Search code examples
pythonlinuxsedawkfasta

Merge two lines generated from contigs.fa


I have a file generated by assemblers. It looks like following.

>NODE_1_length_211_cov_22.379147
CATTTGCTGAAGAAAAATTACGAGAAATGGAGCACAAGGCTGTTTTTGTGAATGTCAAAC
CAAGTGACAACTCTATAGCGTTTGTATAAGACTCTCATACTAATCCCAAGCAAACTCTAT
ACTGACGCATGAACATGGAAGAGAAATGCTGCTCGTGTATGTATTATGGACCAGCTTGGA
ACACCATGTTAGGACTTTATAGATGTCTTACGATTTTTTCGACGTGATGAAGAAGTCTAT
TCAGCATTTGA
>NODE_2_length_85_cov_19.094118
TACTCCTGAGCACTTTGTGCTCTTAGTTCTTACTAGAACTGTTACAGCTCCACGAACTTG
TCGACTCTTTGAGTCAATTTCTGTTAGTTCCTACGAACTAAGAGGCTCTCTGAGCCCAGT
CTTCC

I want to merge the lines using python or linux sed command and want result in this way.
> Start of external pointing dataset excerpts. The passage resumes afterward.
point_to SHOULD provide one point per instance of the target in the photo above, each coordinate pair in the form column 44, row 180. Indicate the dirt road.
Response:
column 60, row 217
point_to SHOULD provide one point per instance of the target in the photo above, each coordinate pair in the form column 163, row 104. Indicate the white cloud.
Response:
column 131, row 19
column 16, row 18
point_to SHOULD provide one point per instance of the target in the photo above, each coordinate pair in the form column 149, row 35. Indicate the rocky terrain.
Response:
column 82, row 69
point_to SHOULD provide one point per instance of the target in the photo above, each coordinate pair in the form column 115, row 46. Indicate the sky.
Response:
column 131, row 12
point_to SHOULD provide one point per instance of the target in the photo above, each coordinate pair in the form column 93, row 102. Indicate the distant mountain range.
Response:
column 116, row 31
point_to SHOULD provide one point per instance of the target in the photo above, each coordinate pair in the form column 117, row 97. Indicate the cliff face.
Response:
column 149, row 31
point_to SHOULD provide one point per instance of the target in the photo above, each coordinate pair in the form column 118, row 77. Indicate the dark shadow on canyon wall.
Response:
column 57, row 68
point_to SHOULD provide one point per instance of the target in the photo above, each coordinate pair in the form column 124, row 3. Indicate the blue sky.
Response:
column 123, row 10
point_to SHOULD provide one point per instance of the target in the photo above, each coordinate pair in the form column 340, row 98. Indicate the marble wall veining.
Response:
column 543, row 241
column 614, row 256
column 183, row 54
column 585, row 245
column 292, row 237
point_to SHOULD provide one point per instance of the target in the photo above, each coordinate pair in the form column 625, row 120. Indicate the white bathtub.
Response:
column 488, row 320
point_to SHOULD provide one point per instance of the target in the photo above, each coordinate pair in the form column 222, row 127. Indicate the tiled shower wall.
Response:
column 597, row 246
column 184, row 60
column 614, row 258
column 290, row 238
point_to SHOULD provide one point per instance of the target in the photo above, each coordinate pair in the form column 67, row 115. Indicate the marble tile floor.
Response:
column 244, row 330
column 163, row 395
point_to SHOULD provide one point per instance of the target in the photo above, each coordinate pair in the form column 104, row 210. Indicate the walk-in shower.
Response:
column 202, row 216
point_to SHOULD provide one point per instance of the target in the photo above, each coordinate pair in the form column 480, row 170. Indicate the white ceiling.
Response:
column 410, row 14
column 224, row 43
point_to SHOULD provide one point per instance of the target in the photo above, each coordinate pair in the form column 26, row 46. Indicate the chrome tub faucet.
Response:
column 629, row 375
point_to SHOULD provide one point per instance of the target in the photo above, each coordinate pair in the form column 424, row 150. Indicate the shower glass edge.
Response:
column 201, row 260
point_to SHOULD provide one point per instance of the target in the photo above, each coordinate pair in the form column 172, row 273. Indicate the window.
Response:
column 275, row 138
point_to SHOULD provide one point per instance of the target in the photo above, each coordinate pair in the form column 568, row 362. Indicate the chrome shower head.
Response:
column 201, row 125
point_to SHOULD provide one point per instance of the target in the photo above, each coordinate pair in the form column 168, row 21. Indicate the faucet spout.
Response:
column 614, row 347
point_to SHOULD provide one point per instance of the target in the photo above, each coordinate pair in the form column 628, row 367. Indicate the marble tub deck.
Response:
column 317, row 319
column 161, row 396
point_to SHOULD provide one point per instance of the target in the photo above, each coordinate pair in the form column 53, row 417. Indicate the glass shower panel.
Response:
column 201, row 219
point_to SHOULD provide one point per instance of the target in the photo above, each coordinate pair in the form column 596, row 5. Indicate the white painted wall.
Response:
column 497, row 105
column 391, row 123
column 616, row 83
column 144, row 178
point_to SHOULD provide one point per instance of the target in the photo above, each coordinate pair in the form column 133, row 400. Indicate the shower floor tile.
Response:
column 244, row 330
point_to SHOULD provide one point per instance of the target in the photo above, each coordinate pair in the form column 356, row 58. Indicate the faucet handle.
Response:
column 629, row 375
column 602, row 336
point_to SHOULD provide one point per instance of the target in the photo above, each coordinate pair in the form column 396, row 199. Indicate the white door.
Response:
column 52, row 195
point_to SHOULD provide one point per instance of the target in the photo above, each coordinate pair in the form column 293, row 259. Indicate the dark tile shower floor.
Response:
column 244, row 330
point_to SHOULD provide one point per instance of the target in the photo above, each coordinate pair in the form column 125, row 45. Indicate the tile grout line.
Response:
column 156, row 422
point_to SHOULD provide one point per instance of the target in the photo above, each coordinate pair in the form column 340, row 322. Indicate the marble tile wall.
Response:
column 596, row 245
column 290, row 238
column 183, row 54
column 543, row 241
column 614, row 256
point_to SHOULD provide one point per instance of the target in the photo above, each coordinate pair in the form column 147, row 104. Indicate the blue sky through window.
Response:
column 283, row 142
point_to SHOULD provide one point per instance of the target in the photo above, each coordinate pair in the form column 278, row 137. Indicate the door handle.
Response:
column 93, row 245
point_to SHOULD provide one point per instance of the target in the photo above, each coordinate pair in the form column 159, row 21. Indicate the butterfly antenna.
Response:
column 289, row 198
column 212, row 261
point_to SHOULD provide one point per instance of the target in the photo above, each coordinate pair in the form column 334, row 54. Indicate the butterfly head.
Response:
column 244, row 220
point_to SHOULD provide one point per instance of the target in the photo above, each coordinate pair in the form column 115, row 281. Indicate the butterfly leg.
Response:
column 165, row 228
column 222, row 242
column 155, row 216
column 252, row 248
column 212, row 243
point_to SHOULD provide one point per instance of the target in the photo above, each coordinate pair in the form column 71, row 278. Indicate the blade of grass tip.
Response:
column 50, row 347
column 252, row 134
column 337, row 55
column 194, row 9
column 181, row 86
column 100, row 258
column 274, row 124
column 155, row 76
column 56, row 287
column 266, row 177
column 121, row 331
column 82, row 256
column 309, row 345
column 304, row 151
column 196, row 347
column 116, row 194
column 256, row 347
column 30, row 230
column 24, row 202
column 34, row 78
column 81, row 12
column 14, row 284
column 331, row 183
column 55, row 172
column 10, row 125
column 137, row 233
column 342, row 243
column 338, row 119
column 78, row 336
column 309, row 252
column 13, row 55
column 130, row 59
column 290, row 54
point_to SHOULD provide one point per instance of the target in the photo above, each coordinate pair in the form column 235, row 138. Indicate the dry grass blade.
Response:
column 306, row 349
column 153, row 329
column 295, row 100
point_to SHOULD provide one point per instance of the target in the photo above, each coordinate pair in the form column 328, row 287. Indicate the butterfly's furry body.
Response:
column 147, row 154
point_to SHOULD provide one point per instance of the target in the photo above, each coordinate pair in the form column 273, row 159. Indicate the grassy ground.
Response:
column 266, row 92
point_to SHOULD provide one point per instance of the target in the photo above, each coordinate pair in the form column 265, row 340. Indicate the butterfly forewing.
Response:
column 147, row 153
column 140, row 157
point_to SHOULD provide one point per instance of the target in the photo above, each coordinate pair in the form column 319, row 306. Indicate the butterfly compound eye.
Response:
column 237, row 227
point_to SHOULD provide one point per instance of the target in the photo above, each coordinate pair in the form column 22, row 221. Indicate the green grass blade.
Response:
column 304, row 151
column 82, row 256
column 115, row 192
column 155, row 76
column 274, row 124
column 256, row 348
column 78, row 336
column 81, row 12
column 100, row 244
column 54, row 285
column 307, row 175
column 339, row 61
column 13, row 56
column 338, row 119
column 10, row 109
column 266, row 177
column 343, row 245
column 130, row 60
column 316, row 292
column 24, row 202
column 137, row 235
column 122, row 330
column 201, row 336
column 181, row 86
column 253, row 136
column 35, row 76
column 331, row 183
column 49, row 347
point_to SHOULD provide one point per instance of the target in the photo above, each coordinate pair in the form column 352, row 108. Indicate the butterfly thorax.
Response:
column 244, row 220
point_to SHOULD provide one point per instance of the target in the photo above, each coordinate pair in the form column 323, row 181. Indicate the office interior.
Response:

>NODE_1_length_211_cov_22.379147
CATTTGCTGAAGAAAAATTACGAGAAATGGAGCACAAGGCTGTTTTTGTGAATGTCAAACCAAGTGACAACTCTATAGCGTTTGTATAAGACTCTCATACTAATCCCAAGCAAACTCTATACTGACGCATGAACATGGAAGAGAAATGCTGCTCGTGTATGTATTATGGACCAGCTTGGAACACCATGTTAGGACTTTATAGATGTCTTACGATTTTTTCGACGTGATGAAGAAGTCTATTCAGCATTTGA
>NODE_2_length_85_cov_19.094118
TACTCCTGAGCACTTTGTGCTCTTAGTTCTTACTAGAACTGTTACAGCTCCACGAACTTGTCGACTCTTTGAGTCAATTTCTGTTAGTTCCTACGAACTAAGAGGCTCTCTGAGCCCAGTCTTCC

like every seqeunce consider as single line and Node name as other line.


Solution

  • You can use awk to do the job:

    awk < input_file '/^>/ {print ""; print; next} {printf "%s", $0} END {print ""}'
    

    This only starts one process (awk). Only drawback: it adds an empty first line. You can avoid such things by adding a state variable (the code belongs on one line, it's just to make it better readable):

    awk < input_file '/^>/ { if (flag) print ""; print; flag=0; next }
        { printf "%s", $0; flag=1 } END { if (flag) print "" }'
    

    @how to store it in a new file:

    awk < input_file > output_file '/^>/ { .... }'